Opening Nights: Carmen

A largely traditional production boasts better acting than singing.

Seattle Opera’s current production of Bizet’s best-known opera, which opened Oct. 15, is more traditional than the company’s past stagings have been—largely naturalistic but for a few mild stylizations. Director Bernard Uzan’s best idea comes in the final scene, as Carmen is confronted, then stabbed, by lover A, Don José, while the orchestra plays reminiscences of lover B, toreador Escamillo. Enhancing Bizet’s ironic coup de théâtre, Uzan staged the scene, and Luis Chapa acts it, as if the triumphant bullfight music is possibly José’s in-head hallucination. Uzan’s worst idea: having José’s commanding officer, Zuniga, executed during Act 2’s rousing “Freedom!” chorus, in a staging both vulgar and lackluster.

Singing José the night I attended (three roles in SO’s production are double-cast), Chapa brings the role a somewhat glutinous tenor and a heavily glottal approach to diction, scooping the notes and words out of the back of his throat. (In radio-DJ parlance, this is known as “puking.”) This tic hurts his big Act 2 love aria (he sounds best in his sonorous high notes, when he simply opens his mouth and lets them out), but not the final scene, where he’s fantastic: a little bit mad, a lot pathetic, powerfully transformed from the self-assured José of the opera’s beginning.

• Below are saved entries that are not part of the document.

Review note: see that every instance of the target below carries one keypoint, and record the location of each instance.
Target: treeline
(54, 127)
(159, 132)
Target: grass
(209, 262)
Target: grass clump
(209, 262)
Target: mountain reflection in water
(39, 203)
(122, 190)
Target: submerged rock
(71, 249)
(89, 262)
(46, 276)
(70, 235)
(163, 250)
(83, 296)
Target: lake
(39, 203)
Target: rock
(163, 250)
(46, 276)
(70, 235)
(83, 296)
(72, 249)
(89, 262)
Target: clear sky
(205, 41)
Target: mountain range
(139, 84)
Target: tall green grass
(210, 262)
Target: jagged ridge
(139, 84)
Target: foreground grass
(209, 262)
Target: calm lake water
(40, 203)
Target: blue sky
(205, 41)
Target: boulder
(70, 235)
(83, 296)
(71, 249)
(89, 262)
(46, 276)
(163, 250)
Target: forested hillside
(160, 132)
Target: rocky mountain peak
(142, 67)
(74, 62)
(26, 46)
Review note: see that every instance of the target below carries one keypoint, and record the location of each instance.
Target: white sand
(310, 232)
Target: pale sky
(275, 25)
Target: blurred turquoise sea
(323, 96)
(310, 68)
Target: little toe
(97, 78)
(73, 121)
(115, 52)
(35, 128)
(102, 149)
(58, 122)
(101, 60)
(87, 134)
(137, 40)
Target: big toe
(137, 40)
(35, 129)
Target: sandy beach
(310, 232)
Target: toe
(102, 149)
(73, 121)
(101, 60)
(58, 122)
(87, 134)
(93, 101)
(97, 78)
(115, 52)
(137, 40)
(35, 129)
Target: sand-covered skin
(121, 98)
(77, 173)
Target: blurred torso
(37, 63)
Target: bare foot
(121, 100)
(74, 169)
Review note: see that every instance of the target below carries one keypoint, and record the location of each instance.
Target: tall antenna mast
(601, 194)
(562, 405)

Opposite him, Anita Rachvelishvili is a smart and sly Carmen, if never a truly fiery one; she has a very dark-timbred voice, a very pronounced vibrato, and a not-infallible ability to sing on pitch. I don’t mean it as snark when I say she’s at her most captivating in her spoken dialogue (in French opéra-comique style, rather than grand opéra style, not all the text is sung)—it’s an uncommon quality for an opera singer to be able to compel attention equally whether singing or not. Seattle Opera audiences are not reflexive standing-ovationers, but they’re quick with “Bravo!”s when warranted, and it was telling that neither José’s aria nor Carmen’s signature “Habanera” got more than polite applause.

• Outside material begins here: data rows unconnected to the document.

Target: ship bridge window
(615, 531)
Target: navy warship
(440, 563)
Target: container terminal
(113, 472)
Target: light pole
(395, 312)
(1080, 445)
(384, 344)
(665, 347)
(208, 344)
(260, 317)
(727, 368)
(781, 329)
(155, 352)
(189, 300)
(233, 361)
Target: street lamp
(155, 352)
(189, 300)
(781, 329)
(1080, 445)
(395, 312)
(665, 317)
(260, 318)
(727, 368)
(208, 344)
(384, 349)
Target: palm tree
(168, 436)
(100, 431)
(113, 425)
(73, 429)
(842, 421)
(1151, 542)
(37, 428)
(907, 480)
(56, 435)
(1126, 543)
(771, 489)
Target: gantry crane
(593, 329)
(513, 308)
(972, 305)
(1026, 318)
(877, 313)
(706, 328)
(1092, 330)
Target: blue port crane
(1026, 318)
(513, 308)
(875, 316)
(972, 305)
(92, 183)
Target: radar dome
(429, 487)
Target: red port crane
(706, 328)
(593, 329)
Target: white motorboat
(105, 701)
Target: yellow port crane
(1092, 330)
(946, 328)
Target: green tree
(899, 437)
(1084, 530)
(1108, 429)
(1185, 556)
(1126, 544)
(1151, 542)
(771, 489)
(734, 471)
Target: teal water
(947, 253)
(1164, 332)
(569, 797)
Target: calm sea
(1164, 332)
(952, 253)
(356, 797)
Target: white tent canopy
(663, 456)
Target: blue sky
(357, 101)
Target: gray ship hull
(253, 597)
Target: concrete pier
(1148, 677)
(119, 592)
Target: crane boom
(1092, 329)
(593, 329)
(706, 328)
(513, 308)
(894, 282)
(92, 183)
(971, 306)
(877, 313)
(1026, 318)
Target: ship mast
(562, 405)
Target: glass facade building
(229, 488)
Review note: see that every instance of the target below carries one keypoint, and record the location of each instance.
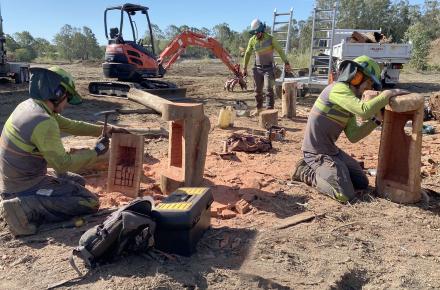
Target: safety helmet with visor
(369, 67)
(257, 26)
(52, 84)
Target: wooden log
(288, 105)
(405, 103)
(268, 118)
(398, 171)
(125, 165)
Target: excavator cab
(129, 56)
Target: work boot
(256, 112)
(303, 172)
(14, 215)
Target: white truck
(18, 71)
(391, 56)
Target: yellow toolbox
(182, 218)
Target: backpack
(248, 143)
(129, 229)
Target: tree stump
(268, 118)
(398, 171)
(288, 104)
(125, 165)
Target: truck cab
(390, 56)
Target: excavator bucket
(232, 82)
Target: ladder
(321, 48)
(281, 31)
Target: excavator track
(120, 89)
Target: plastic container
(226, 117)
(182, 218)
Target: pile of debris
(369, 37)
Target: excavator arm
(189, 38)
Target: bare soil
(371, 244)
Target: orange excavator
(133, 62)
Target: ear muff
(357, 79)
(59, 92)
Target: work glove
(102, 145)
(112, 130)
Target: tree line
(399, 20)
(70, 43)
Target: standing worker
(324, 166)
(31, 141)
(263, 44)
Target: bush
(24, 54)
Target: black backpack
(127, 230)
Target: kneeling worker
(30, 142)
(325, 166)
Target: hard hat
(257, 26)
(68, 83)
(51, 84)
(368, 66)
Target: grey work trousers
(264, 78)
(336, 175)
(56, 198)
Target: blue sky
(44, 18)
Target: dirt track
(375, 244)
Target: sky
(44, 18)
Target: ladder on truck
(321, 48)
(281, 31)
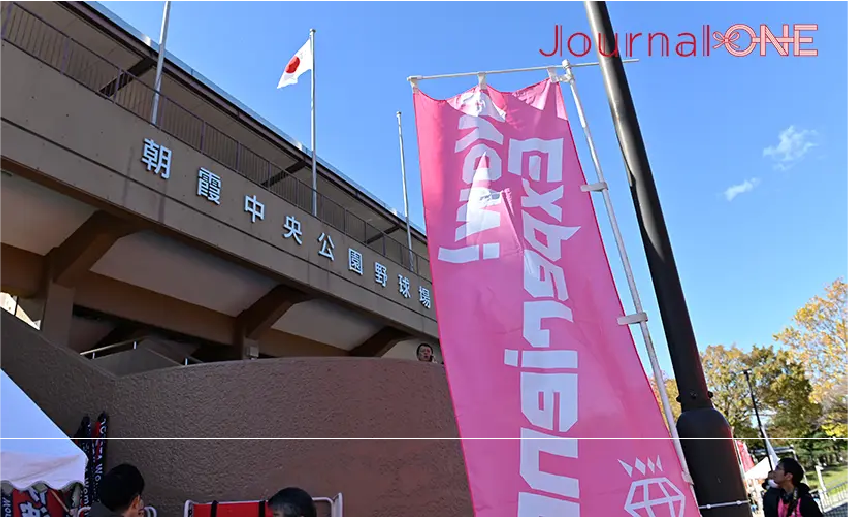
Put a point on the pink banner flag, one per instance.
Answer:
(528, 318)
(744, 456)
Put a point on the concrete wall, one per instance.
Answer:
(343, 398)
(93, 148)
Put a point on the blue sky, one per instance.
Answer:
(710, 123)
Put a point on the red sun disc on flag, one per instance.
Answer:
(293, 65)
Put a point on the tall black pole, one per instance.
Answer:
(757, 413)
(712, 459)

As Micaëla, the hometown girl who loves José, soprano Norah Amsellem also has a dark and mature voice, fairly similar to Rachvelishvili’s—it’s a small point, but a dose of Carmen’s drama comes from the contrast of the two women between whom José is torn, and vocally this is diminished. Most satisfying overall is Michael Todd Simpson, slim and sinuous as Escamillo. There seems to be at least a bit of the dandy in all Latin men, and Simpson’s summer-weight baritone is ideal for this side of the character, a natural lady-killer without having to try too hard.

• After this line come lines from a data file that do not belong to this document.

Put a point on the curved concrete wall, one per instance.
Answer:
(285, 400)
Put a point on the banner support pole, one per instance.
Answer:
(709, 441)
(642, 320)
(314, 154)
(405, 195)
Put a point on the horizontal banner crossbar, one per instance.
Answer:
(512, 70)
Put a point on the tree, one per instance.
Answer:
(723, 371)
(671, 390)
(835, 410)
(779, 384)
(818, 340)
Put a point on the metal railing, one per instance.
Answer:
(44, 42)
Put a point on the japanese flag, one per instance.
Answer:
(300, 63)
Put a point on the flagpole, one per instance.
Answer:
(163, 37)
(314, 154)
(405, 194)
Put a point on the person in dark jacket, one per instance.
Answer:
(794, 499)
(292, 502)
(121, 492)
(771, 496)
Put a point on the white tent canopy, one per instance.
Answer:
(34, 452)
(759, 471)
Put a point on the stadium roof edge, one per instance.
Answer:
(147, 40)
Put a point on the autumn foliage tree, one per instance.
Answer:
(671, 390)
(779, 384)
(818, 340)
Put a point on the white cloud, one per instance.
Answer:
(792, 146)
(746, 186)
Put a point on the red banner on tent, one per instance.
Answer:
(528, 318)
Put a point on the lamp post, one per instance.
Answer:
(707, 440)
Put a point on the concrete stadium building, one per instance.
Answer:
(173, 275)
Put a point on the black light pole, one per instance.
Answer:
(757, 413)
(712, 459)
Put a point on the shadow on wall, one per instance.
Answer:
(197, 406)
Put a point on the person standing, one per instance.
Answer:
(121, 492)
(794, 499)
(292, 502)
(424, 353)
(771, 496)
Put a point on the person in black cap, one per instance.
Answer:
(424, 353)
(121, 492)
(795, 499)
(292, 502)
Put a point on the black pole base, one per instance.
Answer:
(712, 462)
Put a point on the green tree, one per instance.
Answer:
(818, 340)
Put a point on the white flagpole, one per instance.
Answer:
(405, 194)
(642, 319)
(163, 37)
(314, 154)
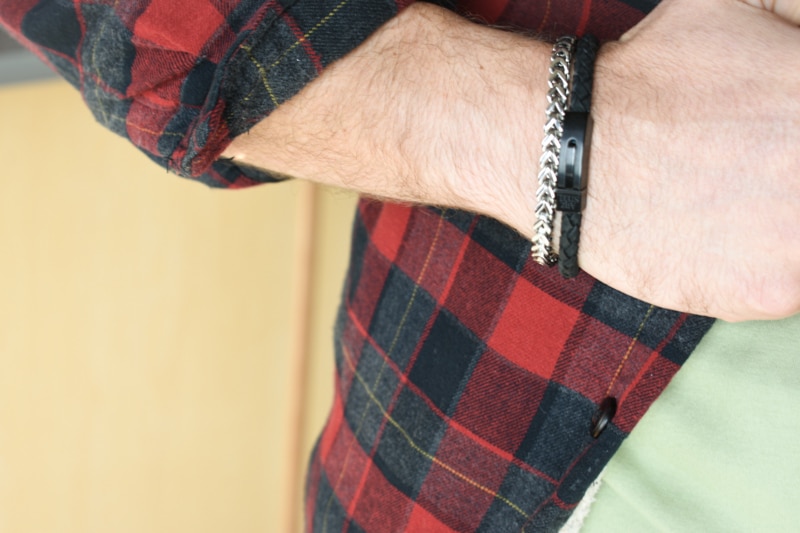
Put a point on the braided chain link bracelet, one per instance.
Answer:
(557, 95)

Under Pier Giorgio Morandi, the orchestra sounds lively and snappy, if never punchy or explosive. I later heard complaints about slow tempos, but none of his choices struck me as unusual. R. Keith Brumley’s sets and especially Donald Edmund Thomas’ lighting achieve ravishingly painterly effects; the staging of the Act 1 cigarette girls’ chorus appears like a Bouguereau full of languid nymphs.